"Uncertainty is an essential and non-negotiable part of a forecast. .... sometimes an honest and accurate expression of the uncertainty is what has the potential to save [big things].... However, there is another reason to quantify the uncertainty carefully and explicitly. It is essential to scientific progress, especially under Bayes’s theorem." - The Signal and the Noise: Why So Many Predictions Fail-but Some Don't, Nate Silver, from Musing on Project Management, John Goodpasture, author of Project Management: The Agile Way.
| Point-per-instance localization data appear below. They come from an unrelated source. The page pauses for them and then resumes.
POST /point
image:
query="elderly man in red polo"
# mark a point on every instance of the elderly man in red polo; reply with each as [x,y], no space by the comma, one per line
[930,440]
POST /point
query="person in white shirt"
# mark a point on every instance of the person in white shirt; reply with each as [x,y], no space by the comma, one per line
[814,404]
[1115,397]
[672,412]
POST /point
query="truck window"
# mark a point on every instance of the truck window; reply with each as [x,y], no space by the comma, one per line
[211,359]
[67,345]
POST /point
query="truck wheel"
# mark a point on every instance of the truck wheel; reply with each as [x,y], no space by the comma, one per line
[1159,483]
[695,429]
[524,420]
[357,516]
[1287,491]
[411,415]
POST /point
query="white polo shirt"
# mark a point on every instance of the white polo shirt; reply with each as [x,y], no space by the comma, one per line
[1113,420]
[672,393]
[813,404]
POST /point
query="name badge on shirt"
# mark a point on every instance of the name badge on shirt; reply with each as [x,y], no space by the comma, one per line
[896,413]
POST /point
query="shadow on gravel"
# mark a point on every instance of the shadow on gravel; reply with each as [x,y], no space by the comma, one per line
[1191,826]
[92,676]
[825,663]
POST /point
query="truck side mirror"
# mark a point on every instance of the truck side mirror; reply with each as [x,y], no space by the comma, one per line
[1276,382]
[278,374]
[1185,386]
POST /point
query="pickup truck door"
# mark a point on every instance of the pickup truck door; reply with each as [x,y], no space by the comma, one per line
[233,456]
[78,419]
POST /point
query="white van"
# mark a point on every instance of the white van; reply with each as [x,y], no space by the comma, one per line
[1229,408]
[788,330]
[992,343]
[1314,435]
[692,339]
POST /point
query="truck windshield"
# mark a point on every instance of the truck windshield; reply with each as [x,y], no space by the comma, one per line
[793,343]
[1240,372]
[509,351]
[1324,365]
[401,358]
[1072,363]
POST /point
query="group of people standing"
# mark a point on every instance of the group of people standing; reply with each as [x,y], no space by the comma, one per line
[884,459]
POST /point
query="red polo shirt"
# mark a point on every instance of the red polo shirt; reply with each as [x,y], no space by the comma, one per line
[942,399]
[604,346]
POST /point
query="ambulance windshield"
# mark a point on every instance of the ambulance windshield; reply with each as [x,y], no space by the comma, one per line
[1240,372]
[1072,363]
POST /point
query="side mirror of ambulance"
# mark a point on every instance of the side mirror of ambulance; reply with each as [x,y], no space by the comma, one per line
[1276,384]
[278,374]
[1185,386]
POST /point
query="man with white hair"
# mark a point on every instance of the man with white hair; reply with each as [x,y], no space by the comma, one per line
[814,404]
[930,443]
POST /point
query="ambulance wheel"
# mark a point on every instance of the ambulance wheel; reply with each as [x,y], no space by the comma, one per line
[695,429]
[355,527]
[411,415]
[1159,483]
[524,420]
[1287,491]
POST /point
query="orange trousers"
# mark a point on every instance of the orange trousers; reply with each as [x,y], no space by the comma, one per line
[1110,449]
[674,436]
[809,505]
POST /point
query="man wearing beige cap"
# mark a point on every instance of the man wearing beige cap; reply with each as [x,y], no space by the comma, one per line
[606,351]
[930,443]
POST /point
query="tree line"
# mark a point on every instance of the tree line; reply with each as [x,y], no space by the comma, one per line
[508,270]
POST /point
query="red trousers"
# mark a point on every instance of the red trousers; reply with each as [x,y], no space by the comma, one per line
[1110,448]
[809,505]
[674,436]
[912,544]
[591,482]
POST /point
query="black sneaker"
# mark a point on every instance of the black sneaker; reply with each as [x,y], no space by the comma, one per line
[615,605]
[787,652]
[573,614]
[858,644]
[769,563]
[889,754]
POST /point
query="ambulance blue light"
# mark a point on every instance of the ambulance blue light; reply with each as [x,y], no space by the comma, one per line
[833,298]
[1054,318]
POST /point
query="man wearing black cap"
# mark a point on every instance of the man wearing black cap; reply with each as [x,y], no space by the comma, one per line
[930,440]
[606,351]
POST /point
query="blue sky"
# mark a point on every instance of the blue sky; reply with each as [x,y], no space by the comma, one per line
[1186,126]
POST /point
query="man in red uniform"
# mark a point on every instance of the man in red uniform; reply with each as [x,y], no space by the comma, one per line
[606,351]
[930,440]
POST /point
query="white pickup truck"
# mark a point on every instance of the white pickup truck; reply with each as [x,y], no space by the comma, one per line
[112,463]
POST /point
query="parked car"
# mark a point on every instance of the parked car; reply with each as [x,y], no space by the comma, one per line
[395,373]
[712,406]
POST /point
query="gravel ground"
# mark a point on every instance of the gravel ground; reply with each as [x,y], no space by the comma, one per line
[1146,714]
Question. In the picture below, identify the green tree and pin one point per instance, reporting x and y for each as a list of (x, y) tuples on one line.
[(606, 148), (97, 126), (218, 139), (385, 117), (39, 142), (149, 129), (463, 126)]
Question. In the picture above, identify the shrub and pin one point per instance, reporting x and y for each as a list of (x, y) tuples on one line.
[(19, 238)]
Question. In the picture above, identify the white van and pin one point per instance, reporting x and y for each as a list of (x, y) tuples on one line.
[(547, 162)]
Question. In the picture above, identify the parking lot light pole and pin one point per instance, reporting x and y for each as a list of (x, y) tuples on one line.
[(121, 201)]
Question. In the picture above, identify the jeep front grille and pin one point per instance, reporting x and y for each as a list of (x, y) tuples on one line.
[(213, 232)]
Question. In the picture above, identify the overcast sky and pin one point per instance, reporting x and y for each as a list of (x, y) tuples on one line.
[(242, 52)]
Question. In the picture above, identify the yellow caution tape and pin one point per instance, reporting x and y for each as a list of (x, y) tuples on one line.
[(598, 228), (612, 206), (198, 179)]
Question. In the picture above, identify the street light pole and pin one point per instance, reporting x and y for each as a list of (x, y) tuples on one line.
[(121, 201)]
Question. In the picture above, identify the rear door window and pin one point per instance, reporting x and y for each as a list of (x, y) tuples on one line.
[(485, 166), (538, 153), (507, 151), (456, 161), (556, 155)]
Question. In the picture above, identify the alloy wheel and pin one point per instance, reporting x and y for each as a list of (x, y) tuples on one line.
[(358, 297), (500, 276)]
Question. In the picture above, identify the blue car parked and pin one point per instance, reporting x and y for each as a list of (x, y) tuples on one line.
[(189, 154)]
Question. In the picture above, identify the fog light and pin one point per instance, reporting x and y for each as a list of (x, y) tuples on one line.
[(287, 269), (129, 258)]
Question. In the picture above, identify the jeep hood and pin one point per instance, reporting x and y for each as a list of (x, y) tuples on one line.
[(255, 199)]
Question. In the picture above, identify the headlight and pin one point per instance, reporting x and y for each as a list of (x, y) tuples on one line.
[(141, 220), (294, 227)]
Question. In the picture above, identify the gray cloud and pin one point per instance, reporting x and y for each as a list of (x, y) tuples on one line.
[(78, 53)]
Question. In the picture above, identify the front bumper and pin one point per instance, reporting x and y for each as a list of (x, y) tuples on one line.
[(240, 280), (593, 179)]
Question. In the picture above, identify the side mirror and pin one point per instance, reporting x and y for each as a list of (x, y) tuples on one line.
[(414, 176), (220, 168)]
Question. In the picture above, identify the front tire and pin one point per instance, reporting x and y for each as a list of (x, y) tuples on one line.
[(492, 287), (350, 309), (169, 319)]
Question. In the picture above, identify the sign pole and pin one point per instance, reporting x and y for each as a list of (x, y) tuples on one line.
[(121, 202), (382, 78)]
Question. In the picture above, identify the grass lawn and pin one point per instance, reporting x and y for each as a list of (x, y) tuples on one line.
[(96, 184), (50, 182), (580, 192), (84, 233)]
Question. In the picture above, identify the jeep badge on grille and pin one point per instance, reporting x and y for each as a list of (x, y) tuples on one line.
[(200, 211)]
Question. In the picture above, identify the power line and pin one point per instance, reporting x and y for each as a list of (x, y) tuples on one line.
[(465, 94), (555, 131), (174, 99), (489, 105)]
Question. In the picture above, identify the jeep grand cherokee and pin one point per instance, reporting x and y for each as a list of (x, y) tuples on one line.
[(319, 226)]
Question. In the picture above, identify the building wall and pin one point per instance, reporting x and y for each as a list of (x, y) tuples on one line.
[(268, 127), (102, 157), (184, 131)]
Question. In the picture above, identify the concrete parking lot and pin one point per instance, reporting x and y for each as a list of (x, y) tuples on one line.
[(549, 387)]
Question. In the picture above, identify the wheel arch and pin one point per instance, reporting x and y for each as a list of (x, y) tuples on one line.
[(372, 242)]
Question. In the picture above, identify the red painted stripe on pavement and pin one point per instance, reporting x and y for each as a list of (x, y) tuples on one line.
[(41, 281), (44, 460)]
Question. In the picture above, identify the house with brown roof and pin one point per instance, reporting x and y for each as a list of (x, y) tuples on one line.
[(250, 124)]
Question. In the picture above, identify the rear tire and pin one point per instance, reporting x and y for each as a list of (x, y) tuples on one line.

Since all project work operates in the presence of uncertainty, any decisions that need to be made on the project, need to have estimated. This uncertainty is further complicated by scarce resources, changing demands on the project team, changing conditions in the market or project domain, variances in productivity, unanticipated defects, and other stochastic processes found on all projects.
Nate Silver cautions use
In project work, one rarely sees all the data point toward one precise conclusion. Real data is noisy—even if the theory is perfect, the strength of the signal will vary. And under Bayes’s theorem, no theory is perfect. Rather, it is a work in progress, always subject to further refinement and testing. This is what skepticism is all about.
And we should be skeptical about the data from our projects. Reducible and Irreducible uncertainties abound. These create risks to cost, schedule, and technical performance. So the starting point to dealing with these uncertainties is ...
Risk Management is How Adults Manage Projects - Tim Lister
And of course, managing risk requires making estimates.
And while you're reading John's book, read Agile!: The Good, The Bad, and the Ugly, which speaks to the unsubstantiated conjectures, carnival hucksters, and other purveyors of out and out fallacies for agile processes, estimates, planning, testing, finance and economics of software development. Names provided on request.